同病異證H22肝癌小鼠甲狀腺機(jī)能及激素合成關(guān)鍵基因表達(dá)特征*

盧文麗 方肇勤 潘志強(qiáng) 梁 超 管冬元 吳中華 劉小美

上海中醫(yī)藥大學(xué)基礎(chǔ)醫(yī)學(xué)院 (上海，201203)

原發(fā)性肝癌是我國高發(fā)的惡性腫瘤之一，而中醫(yī)藥在肝癌的防治中，在改善患者生存質(zhì)量、延長帶瘤生存期等方面具有一定的優(yōu)勢(shì)。中醫(yī)藥防治肝癌的特點(diǎn)是辨證論治，即依據(jù)“同病異證”實(shí)施“同病異治”。揭示同病異證發(fā)生的物質(zhì)基礎(chǔ)是學(xué)術(shù)界長期以來一直關(guān)心的問題，也是探索和發(fā)展肝癌辨證論治方法的重要前提。

鑒于學(xué)術(shù)界以往研究證實(shí)中醫(yī)常見證候與神經(jīng)-內(nèi)分泌系統(tǒng)有關(guān)［1，2］，同時(shí)該系統(tǒng)中甲狀腺作為機(jī)體重要的內(nèi)分泌腺與中醫(yī)證候密切相關(guān)，而以往國內(nèi)外肝癌防治研究中尚未涉及該層面，因此我們采用小鼠標(biāo)準(zhǔn)化、計(jì)量化檢測方法，篩選出邪盛衰度不同的荷瘤小鼠，同時(shí)兼顧氣虛證，檢測其血清T3、T4激素水平，同步觀察甲狀腺激素合成密切相關(guān)的Tshr、Tpo、Tg、Nis等4個(gè)基因轉(zhuǎn)錄水平，有利于揭示腫瘤邪毒盛衰程度與甲狀腺機(jī)能及其基因表達(dá)調(diào)控的關(guān)系。

1 材料與方法

1.1 動(dòng)物與細(xì)胞株 昆明種小鼠，雄性，250只，體重22±2g，購自上海斯萊克實(shí)驗(yàn)動(dòng)物有限公司，動(dòng)物生產(chǎn)許可證號(hào)為SCXK(滬)2007-0005，動(dòng)物使用許可證號(hào)為SYXK(滬)2009-0069。小鼠H22肝癌細(xì)胞株購自上海中科院藥物所。

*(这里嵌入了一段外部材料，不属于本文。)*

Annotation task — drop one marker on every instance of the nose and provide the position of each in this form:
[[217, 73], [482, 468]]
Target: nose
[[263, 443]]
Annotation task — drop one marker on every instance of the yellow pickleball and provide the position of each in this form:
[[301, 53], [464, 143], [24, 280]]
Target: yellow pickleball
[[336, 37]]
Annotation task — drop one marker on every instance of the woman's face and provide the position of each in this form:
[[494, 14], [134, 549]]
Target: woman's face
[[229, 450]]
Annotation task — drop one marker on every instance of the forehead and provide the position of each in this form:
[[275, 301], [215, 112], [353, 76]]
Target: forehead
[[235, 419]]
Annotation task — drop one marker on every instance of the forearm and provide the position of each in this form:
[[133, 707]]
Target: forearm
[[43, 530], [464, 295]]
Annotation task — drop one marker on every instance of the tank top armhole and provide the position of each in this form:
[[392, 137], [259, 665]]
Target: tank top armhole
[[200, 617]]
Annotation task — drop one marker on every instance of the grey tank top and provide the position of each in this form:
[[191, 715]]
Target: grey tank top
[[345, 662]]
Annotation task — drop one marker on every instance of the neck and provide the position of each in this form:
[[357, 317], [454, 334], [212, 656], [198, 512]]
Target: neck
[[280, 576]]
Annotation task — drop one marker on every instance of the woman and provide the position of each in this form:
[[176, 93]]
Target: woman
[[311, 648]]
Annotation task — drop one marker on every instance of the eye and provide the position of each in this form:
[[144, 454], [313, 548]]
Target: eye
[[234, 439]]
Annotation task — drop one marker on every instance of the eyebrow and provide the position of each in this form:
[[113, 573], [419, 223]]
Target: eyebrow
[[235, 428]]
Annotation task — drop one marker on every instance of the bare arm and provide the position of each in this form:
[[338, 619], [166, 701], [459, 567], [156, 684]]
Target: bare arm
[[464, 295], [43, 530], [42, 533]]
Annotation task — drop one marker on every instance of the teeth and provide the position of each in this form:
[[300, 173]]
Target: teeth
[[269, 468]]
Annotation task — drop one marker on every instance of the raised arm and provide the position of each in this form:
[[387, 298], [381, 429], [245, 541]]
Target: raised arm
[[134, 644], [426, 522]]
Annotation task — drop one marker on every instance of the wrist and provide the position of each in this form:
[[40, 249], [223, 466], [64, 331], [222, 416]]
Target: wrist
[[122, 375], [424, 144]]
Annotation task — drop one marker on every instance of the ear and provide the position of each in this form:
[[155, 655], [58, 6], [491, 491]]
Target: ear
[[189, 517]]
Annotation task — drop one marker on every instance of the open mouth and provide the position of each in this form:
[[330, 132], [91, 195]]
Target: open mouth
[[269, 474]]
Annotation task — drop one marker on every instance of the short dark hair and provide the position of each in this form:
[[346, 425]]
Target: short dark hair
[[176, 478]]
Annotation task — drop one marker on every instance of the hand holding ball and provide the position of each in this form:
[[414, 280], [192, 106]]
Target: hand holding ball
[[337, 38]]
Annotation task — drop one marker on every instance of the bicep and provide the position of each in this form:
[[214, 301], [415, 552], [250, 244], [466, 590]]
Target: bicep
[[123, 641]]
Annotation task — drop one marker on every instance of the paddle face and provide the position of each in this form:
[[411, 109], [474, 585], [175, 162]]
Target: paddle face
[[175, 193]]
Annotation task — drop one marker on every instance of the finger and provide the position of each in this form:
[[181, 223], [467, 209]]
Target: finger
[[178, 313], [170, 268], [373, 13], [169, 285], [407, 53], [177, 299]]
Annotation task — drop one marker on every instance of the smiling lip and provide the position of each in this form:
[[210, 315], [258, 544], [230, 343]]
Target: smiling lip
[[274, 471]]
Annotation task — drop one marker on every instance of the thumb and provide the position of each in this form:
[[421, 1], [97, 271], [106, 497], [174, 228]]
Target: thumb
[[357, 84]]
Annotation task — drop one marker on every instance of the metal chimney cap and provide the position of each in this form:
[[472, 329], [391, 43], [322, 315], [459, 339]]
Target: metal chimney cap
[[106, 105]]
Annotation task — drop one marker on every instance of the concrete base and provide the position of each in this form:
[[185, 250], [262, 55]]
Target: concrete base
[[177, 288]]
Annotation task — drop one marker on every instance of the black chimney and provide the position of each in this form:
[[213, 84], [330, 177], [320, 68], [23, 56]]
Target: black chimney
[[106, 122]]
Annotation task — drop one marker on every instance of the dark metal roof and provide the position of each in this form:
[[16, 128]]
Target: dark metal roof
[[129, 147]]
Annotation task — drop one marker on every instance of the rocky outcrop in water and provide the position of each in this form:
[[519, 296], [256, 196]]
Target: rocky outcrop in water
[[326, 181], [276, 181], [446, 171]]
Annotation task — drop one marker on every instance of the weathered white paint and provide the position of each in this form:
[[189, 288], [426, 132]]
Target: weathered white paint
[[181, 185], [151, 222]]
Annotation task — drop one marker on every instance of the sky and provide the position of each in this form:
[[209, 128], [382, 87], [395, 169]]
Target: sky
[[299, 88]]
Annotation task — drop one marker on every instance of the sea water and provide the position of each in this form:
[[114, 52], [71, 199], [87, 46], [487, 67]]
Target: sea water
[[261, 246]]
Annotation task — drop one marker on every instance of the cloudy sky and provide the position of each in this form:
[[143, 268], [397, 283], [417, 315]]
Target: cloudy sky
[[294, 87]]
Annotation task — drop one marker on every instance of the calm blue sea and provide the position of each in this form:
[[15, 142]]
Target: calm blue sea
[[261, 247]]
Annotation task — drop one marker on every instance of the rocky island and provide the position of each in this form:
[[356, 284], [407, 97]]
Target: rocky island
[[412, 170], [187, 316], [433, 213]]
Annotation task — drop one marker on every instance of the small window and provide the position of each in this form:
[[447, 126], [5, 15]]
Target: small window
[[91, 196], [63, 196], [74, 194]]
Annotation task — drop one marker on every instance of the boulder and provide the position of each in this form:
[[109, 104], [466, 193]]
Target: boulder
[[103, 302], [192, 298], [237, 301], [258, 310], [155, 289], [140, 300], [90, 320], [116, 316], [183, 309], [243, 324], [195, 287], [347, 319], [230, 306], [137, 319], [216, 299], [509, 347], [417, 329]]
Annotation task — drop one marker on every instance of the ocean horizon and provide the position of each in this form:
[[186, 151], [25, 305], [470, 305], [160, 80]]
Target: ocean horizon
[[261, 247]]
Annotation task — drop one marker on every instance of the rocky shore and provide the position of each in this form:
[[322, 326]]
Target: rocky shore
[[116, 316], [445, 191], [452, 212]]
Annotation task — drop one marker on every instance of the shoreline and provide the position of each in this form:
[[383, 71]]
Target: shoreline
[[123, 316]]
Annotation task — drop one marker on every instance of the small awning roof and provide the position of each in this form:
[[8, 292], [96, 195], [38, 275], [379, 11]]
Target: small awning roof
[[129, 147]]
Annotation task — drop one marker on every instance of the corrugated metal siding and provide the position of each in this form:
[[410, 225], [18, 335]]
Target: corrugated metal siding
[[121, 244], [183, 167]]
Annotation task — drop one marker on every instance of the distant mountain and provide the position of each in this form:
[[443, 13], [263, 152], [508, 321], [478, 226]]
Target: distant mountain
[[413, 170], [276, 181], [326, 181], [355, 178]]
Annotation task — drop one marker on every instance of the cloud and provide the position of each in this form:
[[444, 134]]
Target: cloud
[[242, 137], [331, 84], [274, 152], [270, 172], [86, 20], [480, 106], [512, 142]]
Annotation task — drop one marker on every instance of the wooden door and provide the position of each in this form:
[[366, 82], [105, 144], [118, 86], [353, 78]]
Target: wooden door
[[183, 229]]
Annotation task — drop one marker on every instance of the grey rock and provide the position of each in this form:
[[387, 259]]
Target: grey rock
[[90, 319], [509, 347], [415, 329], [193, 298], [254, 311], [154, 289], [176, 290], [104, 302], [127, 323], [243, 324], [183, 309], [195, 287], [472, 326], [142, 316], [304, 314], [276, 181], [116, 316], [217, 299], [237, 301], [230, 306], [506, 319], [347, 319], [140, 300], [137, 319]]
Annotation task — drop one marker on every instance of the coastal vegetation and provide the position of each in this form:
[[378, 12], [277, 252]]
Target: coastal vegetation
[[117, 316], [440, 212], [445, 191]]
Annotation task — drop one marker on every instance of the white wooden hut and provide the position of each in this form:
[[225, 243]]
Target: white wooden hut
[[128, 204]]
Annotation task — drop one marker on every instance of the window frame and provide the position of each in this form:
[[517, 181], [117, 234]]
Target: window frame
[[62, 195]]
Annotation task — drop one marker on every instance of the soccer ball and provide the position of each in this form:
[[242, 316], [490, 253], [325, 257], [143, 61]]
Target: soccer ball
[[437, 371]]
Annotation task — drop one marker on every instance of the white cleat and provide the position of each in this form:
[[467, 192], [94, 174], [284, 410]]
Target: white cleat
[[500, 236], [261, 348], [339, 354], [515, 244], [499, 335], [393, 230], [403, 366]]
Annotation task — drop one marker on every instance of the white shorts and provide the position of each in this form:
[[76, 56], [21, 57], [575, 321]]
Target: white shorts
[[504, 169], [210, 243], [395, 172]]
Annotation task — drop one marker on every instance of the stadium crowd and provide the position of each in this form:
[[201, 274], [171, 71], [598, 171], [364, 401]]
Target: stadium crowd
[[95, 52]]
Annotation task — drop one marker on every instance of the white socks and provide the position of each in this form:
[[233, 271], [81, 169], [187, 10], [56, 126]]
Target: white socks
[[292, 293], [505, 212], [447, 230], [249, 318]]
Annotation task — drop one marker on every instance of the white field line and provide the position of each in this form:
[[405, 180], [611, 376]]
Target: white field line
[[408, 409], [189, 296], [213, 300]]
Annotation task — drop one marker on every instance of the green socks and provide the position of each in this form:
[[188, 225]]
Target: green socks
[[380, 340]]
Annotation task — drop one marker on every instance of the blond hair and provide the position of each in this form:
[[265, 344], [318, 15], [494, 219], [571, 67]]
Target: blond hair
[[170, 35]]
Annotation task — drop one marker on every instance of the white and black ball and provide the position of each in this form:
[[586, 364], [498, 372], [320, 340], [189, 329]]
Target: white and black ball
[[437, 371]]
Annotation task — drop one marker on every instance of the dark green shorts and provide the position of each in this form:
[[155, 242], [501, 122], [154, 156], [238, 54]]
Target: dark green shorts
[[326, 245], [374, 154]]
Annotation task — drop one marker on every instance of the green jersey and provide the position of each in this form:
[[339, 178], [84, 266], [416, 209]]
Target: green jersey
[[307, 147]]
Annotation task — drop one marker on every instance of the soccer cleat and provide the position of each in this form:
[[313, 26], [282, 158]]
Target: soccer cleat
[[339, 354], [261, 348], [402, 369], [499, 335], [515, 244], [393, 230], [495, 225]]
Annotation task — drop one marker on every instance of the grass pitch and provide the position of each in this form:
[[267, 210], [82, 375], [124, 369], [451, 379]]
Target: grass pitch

1.2 主要試劑 小鼠總?cè)饧谞钕僭彼?(T3)和小鼠總甲狀腺素 (T4)ELISA試劑盒購自美國Calbiotech公司。Takara SYBR Premix Ex Taq購自大連寶生物工程有限公司，引物由上海英駿生物技術(shù)有限公司合成，以GAPDH作為內(nèi)參：基因Tshr上游5'-GACAACGAGGACATGGTGTG-3'，下游5'-GGCTGGTTAGCAGAATGAGC-3'，產(chǎn)物長度154bp;基因Tpo上游5'-TGACTTCCAGGAGCACACAG-3'， 下 游 5'-CAGGAGGCCTCTCACTATCG-3'，產(chǎn)物長度 112bp;基因 Nis上游 5'-CCGATCAGTACATGCCATTG-3'，下 游 5'-CAGCTGCCATAGCGTTGATA-3'，產(chǎn)物長度132bp;基因Tg上游5'-CAGCCAGTCTTCTGTGGTCA-3'，下游 5'-TCTGTGAGGAGCGTGACATC-3'，產(chǎn)物長度 156bp;GAPDH上游 5'-TGTTCCTACCCCCAATGTGT-3'，下游5'-TGTGAGGGAGATGCTCAGTG-3'，產(chǎn)物長度400bp。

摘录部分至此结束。